"American Idol" David Cook: his new album, hair metal and the ladies
When David Cook sits down for an interview, he doesn't bring his iPhone. Despite being on a promotional mill that has one journalist handing him off to another, he works to engage with every one. Of course, since he's hitched his star to the Simon Fuller machine, he's almost certainly been pushed into submission at media-trainng boot camp. But he's managed to maintain the I-didn't-mean-to-be-here naturalness that's made his rise on "American Idol" fun to watch.
Cook spent an hour or so playing tracks from his upcoming solo album (streaming here on ClearChannel's I Heart Music site) and chatting about his hesher roots and pop star future. He laughed a lot.

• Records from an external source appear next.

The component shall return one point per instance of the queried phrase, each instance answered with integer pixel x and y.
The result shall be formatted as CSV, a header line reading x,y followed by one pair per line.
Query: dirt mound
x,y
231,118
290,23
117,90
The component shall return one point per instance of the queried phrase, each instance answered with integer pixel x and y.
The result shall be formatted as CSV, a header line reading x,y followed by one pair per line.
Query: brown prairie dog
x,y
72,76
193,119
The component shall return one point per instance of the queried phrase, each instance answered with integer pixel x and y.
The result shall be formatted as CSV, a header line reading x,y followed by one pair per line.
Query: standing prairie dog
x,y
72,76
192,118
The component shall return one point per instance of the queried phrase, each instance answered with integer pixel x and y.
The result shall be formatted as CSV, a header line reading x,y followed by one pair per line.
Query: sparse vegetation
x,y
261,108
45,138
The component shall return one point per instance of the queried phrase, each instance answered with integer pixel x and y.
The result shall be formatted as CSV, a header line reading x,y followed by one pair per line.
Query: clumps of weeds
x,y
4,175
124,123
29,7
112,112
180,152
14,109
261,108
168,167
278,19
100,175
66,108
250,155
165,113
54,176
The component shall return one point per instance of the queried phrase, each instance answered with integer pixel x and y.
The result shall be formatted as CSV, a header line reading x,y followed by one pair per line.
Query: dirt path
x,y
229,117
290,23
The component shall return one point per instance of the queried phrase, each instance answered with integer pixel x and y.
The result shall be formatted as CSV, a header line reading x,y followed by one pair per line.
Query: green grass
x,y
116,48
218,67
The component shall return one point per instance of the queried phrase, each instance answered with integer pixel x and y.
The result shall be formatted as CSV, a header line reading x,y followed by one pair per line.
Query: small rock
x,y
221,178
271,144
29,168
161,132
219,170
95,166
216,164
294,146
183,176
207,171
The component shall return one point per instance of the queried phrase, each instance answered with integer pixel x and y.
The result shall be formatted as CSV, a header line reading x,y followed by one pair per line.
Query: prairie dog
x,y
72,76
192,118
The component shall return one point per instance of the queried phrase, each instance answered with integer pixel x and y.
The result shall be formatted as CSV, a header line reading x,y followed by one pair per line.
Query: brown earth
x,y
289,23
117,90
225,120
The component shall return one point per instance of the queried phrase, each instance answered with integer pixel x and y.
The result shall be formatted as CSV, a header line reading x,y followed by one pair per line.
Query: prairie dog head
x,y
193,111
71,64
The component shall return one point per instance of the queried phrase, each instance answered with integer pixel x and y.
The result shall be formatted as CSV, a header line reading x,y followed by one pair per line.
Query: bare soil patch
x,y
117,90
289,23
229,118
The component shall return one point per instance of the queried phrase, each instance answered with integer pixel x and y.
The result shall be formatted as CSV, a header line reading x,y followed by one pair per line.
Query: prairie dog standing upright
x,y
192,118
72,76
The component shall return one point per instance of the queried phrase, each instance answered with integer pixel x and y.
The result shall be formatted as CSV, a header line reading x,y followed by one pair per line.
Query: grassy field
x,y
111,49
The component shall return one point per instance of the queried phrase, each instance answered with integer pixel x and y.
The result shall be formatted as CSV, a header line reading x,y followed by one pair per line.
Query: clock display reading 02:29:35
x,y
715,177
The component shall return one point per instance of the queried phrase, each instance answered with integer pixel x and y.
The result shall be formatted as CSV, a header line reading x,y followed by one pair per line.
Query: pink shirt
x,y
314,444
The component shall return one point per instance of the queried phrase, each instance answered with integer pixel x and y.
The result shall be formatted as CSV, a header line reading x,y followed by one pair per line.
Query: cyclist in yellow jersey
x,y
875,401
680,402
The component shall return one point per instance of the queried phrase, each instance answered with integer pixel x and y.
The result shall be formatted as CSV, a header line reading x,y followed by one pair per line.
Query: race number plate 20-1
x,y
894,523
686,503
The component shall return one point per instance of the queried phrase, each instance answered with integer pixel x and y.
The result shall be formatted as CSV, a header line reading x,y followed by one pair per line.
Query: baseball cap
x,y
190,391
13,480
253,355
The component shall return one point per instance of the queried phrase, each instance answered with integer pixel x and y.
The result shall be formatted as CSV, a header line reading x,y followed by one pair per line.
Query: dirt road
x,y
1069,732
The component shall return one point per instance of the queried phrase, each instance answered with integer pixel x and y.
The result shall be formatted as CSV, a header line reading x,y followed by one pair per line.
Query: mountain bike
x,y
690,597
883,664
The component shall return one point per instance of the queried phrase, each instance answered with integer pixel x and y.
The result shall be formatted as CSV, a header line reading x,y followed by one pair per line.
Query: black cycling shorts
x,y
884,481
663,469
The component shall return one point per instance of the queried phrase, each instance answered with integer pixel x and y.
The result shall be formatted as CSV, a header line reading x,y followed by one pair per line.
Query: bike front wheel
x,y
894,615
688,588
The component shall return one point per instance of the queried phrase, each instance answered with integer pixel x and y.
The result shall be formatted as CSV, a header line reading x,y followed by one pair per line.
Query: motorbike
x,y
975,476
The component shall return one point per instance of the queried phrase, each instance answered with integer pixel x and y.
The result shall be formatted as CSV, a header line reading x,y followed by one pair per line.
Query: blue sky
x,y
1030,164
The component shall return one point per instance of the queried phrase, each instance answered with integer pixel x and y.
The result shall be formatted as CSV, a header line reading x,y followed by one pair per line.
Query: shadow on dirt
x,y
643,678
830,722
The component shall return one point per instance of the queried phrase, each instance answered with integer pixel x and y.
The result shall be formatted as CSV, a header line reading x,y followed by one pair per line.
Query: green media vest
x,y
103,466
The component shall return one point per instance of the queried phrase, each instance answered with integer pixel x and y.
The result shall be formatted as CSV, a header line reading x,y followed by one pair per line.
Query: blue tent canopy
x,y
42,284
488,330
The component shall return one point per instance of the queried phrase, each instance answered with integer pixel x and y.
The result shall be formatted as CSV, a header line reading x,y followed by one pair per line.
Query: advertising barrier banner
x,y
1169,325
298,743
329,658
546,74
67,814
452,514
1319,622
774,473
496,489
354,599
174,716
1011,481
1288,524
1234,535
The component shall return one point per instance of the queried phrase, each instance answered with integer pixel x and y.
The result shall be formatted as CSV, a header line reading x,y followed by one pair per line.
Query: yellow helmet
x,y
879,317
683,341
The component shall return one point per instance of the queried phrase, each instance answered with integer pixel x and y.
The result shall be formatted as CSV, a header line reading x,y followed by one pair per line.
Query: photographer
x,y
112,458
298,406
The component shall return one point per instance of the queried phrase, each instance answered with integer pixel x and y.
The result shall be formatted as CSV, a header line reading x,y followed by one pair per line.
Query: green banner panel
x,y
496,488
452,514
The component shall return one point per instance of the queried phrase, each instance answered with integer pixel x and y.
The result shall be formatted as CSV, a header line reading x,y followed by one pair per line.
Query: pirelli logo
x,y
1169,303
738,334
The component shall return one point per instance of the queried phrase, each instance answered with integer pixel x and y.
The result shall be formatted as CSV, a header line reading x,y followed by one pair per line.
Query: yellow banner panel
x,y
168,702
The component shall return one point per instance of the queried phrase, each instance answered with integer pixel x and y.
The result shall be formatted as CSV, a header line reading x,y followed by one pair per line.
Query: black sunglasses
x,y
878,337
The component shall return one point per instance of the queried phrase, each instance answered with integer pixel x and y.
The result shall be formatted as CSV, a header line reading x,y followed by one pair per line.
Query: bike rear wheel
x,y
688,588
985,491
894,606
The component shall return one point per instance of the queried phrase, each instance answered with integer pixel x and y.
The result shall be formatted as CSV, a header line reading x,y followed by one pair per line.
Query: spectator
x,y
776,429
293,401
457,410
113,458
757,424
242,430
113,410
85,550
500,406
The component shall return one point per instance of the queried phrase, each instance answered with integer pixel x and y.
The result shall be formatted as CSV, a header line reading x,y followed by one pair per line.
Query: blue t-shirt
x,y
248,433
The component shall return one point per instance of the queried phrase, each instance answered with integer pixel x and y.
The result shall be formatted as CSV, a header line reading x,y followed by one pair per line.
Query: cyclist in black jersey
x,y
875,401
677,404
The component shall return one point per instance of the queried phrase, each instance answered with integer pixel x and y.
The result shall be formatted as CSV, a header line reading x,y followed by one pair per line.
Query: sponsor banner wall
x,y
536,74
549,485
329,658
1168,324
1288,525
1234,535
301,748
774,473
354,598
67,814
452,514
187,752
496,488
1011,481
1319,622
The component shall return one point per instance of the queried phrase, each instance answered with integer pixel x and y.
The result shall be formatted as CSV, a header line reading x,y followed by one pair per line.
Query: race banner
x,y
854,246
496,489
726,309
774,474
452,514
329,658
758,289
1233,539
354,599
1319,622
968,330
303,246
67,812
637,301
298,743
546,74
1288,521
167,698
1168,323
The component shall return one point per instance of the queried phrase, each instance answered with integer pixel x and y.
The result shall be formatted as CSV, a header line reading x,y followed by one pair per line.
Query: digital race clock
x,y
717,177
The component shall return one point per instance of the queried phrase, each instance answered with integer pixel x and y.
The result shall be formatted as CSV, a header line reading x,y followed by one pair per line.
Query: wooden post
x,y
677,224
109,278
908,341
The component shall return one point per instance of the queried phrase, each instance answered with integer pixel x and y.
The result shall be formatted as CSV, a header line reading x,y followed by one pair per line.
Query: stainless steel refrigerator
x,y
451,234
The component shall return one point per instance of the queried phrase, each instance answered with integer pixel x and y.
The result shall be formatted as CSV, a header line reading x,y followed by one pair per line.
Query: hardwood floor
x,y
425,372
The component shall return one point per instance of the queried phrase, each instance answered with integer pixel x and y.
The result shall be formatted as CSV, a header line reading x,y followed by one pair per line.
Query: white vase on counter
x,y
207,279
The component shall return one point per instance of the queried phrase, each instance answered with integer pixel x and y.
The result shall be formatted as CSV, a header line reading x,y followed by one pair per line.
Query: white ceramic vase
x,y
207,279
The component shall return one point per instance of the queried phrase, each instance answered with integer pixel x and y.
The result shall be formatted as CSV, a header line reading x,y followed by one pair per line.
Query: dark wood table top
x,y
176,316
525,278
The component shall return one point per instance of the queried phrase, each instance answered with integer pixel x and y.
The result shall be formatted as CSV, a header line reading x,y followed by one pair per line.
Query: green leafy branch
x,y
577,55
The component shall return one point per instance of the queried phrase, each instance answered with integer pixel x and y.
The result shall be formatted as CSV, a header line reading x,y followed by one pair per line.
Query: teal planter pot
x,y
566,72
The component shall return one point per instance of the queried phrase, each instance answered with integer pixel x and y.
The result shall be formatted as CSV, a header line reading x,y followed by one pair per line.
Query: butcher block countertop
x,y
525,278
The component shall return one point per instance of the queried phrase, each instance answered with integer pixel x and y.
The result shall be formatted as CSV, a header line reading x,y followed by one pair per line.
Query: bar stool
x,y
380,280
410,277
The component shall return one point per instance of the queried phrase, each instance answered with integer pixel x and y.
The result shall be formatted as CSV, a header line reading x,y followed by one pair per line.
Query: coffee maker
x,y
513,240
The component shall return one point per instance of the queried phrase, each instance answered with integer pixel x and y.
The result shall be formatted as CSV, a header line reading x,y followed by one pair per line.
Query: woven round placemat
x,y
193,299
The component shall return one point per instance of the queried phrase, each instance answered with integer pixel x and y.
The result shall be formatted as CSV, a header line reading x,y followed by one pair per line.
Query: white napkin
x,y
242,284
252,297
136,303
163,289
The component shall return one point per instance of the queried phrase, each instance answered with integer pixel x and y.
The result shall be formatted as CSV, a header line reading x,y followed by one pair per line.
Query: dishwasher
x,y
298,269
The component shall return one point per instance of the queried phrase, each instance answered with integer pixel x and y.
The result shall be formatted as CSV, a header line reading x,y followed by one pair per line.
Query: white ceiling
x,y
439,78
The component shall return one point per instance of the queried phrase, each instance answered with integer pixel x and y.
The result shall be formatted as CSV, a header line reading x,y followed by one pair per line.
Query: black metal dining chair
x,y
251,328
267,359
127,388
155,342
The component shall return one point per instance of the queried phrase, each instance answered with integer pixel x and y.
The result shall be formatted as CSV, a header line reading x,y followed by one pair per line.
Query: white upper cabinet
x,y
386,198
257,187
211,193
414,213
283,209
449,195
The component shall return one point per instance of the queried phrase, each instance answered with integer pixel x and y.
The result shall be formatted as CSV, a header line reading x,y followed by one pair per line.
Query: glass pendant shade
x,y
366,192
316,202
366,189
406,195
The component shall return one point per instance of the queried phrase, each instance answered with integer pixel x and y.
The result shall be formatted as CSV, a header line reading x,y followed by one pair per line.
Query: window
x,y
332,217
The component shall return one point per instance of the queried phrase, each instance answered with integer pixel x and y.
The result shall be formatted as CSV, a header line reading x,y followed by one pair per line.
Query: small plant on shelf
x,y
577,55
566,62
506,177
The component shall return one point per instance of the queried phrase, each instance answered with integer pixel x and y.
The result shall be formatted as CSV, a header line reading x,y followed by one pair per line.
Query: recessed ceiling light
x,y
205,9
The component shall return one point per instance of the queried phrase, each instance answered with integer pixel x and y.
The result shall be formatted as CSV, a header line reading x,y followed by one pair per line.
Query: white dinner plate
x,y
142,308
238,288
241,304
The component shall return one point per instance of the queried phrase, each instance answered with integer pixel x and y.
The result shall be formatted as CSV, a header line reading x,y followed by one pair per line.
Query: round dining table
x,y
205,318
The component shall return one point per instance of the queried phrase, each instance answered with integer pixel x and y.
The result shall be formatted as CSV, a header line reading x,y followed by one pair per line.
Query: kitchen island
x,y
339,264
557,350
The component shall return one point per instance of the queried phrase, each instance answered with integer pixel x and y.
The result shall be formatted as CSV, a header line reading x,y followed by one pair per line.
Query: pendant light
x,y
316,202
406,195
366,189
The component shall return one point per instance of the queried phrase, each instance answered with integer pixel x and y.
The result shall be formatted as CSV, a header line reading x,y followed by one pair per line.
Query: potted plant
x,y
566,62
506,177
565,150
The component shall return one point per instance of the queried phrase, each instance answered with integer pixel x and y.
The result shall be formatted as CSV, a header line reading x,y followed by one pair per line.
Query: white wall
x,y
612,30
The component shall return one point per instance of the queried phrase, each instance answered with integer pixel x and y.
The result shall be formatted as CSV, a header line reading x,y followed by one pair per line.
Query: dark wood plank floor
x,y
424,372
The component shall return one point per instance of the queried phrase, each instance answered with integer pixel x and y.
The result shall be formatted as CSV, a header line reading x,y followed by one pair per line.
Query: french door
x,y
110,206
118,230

I thoroughly enjoyed him and quietly regretted making such a fuss about his "Idol" borrowings.
A full profile of Cook will appear in next week's Calendar section, but get a taste of our chat after the jump.
So you claim you are really a rocker. Convince me!
My first rock concert was Mötley Crüe and Ted Nugent! I remember being so enthralled. Nugent came out and they were playing "Stranglehold," and he was wearing a loincloth; they had set this archery target up on one of the light fillers and he came out with a bow and arrow and just nailed it, and all this pyro took off. There's something fun in that '80s excess, rock mythos kind of thing. And that's really what I want to get back to.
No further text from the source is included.